Mariz – … E Manito queria puxar briga, puxar briga, mas não dá ainda, Manito, não dá, as pessoas têm medo, acham que se ficarem caladas é melhor, eles pensam que melhora sozinho, pensam que reclamar piora…

Manito – E eu faço o que até elas descobrirem, converso com o barbeiro?

Mariz – … Tem de ficar com eles, discutindo, discutindo, juntando…

Manito – Não sou pastor de ovelha, companheiro, revolucionário…

A estratégia da guerrilha, efetivamente, motivada pela ilusão de que havia sido a disposição abnegada e um punhado de armas que garantira a vitória em Cuba, bem como pela impaciência histórica de fazer o “trabalho cinzento e cotidiano” no movimento operário e estudantil e aguardar um novo ascenso do movimento de massas, significou uma tragédia para a esquerda, que levou grande parte de seus quadros à morte no Araguaia ou nas operações urbanas, no caso do Brasil.

Contudo, ainda que o debate na época efetivamente girasse em torno de um suposto “pacifismo” versus “luta armada”, isso deixava de lado as questões fundamentais de estratégia. O erro do PCB, longe de ser a falta de disposição de ir pra guerrilha, havia sido a estratégia da conciliação de classes, o apoio ao governo de Jango, a falta de independência e preparação para enfrentar com os métodos da luta de classes o golpe em 1964, e a manutenção dessa estratégia posteriormente. Vianinha corretamente aponta em “Papa Highirte” para a tragédia que representou a guerrilha, que se expressa primeiro em Manito, mas depois no plano de Mariz em assassinar Highirte com um ato isolado de bravura. Fica clara a defesa implícita de Vianinha, portanto, do PCB, partido do qual fazia parte; contudo, em grande medida era a própria impotência expressa na estratégia stalinista de subordinar o movimento operário e estudantil a uma aliança de classe com a burguesia que havia feito com que muitos chegassem à equivocada  conclusão de associar o imprescindível trabalho nos sindicatos, no movimento operário e no movimento estudantil a um pacifismo servil à burguesia, e acreditar que a saída era a luta armada de uma pequena vanguarda isolada das massas.

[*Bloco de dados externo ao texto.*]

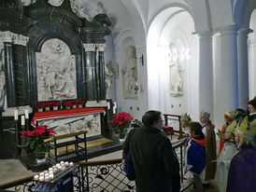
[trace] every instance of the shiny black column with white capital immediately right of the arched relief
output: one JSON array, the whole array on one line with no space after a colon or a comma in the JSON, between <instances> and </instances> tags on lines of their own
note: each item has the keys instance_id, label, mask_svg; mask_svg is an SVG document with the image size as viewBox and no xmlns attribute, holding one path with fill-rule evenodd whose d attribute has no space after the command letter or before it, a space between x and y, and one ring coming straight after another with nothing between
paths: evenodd
<instances>
[{"instance_id":1,"label":"shiny black column with white capital immediately right of the arched relief","mask_svg":"<svg viewBox=\"0 0 256 192\"><path fill-rule=\"evenodd\" d=\"M96 74L95 74L95 45L83 44L85 51L85 99L88 101L95 100L97 95Z\"/></svg>"}]
</instances>

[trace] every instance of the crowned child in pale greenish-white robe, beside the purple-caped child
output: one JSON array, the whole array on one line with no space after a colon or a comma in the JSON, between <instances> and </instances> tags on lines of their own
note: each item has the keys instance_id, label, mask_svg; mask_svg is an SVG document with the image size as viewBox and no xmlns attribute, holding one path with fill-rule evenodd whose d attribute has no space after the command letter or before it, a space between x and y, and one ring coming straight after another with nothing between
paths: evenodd
<instances>
[{"instance_id":1,"label":"crowned child in pale greenish-white robe, beside the purple-caped child","mask_svg":"<svg viewBox=\"0 0 256 192\"><path fill-rule=\"evenodd\" d=\"M220 192L226 192L229 165L236 152L235 125L235 123L232 123L228 126L227 130L225 130L225 143L223 144L223 148L220 152L220 157L217 160L217 178L219 180L218 185Z\"/></svg>"}]
</instances>

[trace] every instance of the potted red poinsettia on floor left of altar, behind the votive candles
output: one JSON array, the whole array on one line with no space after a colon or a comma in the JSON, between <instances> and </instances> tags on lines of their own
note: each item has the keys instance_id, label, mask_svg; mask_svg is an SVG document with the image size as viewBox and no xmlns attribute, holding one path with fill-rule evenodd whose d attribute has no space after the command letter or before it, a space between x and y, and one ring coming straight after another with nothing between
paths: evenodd
<instances>
[{"instance_id":1,"label":"potted red poinsettia on floor left of altar, behind the votive candles","mask_svg":"<svg viewBox=\"0 0 256 192\"><path fill-rule=\"evenodd\" d=\"M56 134L54 130L48 129L46 125L36 126L35 130L21 131L21 137L25 138L25 144L34 150L36 158L44 158L47 151L47 146L44 143L45 139L48 139Z\"/></svg>"}]
</instances>

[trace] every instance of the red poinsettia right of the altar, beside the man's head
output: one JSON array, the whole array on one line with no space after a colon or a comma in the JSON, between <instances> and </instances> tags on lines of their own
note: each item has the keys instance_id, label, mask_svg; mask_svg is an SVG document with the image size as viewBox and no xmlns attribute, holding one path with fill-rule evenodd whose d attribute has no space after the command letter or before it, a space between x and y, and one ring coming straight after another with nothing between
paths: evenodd
<instances>
[{"instance_id":1,"label":"red poinsettia right of the altar, beside the man's head","mask_svg":"<svg viewBox=\"0 0 256 192\"><path fill-rule=\"evenodd\" d=\"M127 132L133 119L134 117L132 117L130 114L127 114L126 112L119 113L118 115L112 117L112 120L110 120L110 123L112 124L112 130L114 130L115 133Z\"/></svg>"}]
</instances>

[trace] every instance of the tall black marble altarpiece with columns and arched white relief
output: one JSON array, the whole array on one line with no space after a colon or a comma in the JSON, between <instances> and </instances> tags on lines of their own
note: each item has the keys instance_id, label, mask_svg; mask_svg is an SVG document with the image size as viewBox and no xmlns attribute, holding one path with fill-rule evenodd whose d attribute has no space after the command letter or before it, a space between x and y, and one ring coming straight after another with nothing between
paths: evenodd
<instances>
[{"instance_id":1,"label":"tall black marble altarpiece with columns and arched white relief","mask_svg":"<svg viewBox=\"0 0 256 192\"><path fill-rule=\"evenodd\" d=\"M0 0L3 45L0 77L6 79L5 84L0 83L4 88L0 92L0 112L29 105L35 113L35 104L46 101L106 101L104 37L110 34L111 22L100 5L97 11L92 11L81 8L79 3L77 0ZM108 102L111 104L110 109L105 105L107 116L100 120L103 136L110 134L107 119L112 116L113 103ZM0 129L7 130L1 131L0 136L8 138L3 150L8 149L7 153L12 154L15 146L10 148L9 141L15 141L15 136L8 130L13 130L13 116L0 118ZM73 123L79 127L81 121L86 124L99 120L90 117ZM66 124L74 127L71 121Z\"/></svg>"}]
</instances>

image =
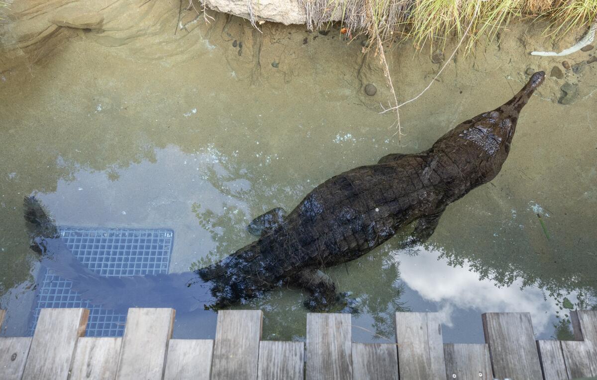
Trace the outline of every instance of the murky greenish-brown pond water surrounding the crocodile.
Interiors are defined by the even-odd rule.
[[[26,332],[35,302],[39,264],[24,229],[26,195],[37,195],[59,225],[171,228],[171,272],[180,272],[250,242],[244,227],[253,217],[291,210],[328,177],[389,152],[426,149],[509,99],[528,66],[549,73],[561,62],[528,56],[515,38],[524,27],[514,27],[501,45],[459,57],[403,108],[406,136],[398,141],[388,128],[394,116],[378,114],[388,94],[378,58],[363,60],[360,41],[268,25],[260,36],[234,23],[241,21],[198,26],[184,37],[190,48],[161,46],[155,56],[143,36],[112,46],[81,33],[44,60],[0,74],[6,334]],[[244,39],[241,54],[235,39]],[[408,44],[392,48],[389,60],[401,99],[439,69]],[[558,322],[558,314],[567,320],[565,298],[595,307],[596,74],[597,63],[547,79],[522,113],[500,175],[450,205],[417,254],[395,248],[395,238],[327,270],[340,291],[359,298],[355,340],[393,339],[396,310],[439,311],[445,341],[475,342],[482,312],[530,312],[537,336],[550,337],[566,324]],[[365,96],[359,79],[376,83],[377,95]],[[565,82],[579,86],[571,105],[557,102]],[[276,289],[247,307],[264,310],[264,337],[301,339],[303,300]],[[213,337],[215,318],[198,329],[192,314],[181,315],[174,335]]]

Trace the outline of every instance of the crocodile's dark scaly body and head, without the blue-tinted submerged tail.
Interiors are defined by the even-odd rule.
[[[197,271],[214,283],[216,306],[256,297],[282,281],[310,288],[319,298],[310,306],[325,306],[335,289],[317,269],[354,260],[415,220],[407,243],[429,238],[448,204],[500,172],[519,113],[544,76],[533,74],[506,104],[458,124],[427,151],[388,155],[317,186],[280,225]]]

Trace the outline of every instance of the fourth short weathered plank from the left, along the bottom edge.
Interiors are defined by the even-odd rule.
[[[304,343],[261,341],[259,343],[259,380],[303,380]]]

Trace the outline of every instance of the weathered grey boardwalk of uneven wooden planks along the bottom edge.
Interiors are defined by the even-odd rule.
[[[436,313],[396,313],[396,344],[352,342],[350,314],[307,314],[303,342],[261,341],[259,310],[220,311],[216,339],[171,339],[173,309],[130,309],[122,338],[86,338],[85,309],[44,309],[0,338],[0,379],[530,379],[597,376],[597,312],[576,341],[535,341],[528,313],[482,315],[487,344],[444,344]],[[0,310],[0,323],[4,312]]]

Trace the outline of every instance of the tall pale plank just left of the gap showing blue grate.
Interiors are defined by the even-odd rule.
[[[87,309],[42,309],[23,379],[66,379],[88,316]]]

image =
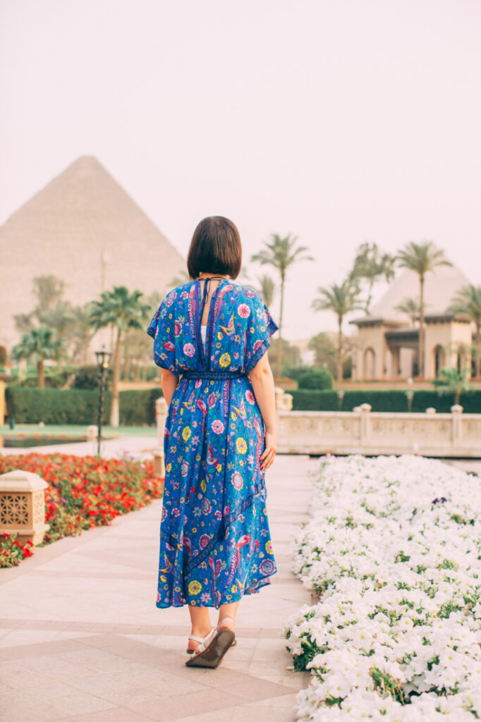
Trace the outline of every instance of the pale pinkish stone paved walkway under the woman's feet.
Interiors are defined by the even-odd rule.
[[[126,440],[113,440],[106,455],[118,453],[119,442],[132,451]],[[142,440],[137,444],[136,455],[146,451]],[[83,446],[92,453],[76,446],[57,450],[81,453]],[[315,466],[308,456],[278,455],[267,471],[278,571],[271,586],[244,596],[238,643],[216,670],[184,664],[187,608],[155,607],[161,500],[0,570],[2,716],[9,722],[293,722],[295,695],[307,687],[309,673],[289,669],[280,628],[311,595],[289,570],[287,545],[308,518],[307,471]],[[210,611],[215,623],[217,612]]]

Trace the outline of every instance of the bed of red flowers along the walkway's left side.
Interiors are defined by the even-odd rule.
[[[50,529],[39,547],[63,536],[76,536],[92,526],[109,526],[126,514],[162,497],[164,480],[154,475],[153,461],[103,459],[55,453],[0,455],[0,474],[22,469],[38,474],[45,489],[45,521]],[[30,557],[35,547],[22,546],[17,534],[0,536],[0,567]]]

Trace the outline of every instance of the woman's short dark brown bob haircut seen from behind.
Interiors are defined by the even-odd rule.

Vianinha, como um caso quase único na dramaturgia brasileira, trouxe em sua dramaturgia essas questões fundamentais para o debate da esquerda, sem reduzir a questão a um esquematismo forçado e estéril. Daí a força e a incrível atualidade de seu texto. Em 1976, o grupo de teatro das Ciências Sociais da USP realizou a primeira montagem de “Papa Highirte” de forma clandestina, enfrentando a censura da ditadura. Convidamos todos a resgatar a força desse texto no debate que ocorrerá nessa segunda, 13, com a professora Maria Silvia Betti, estudiosa da obra de Vianinha, no mesmo prédio de Letras, na sala 208, às 18h.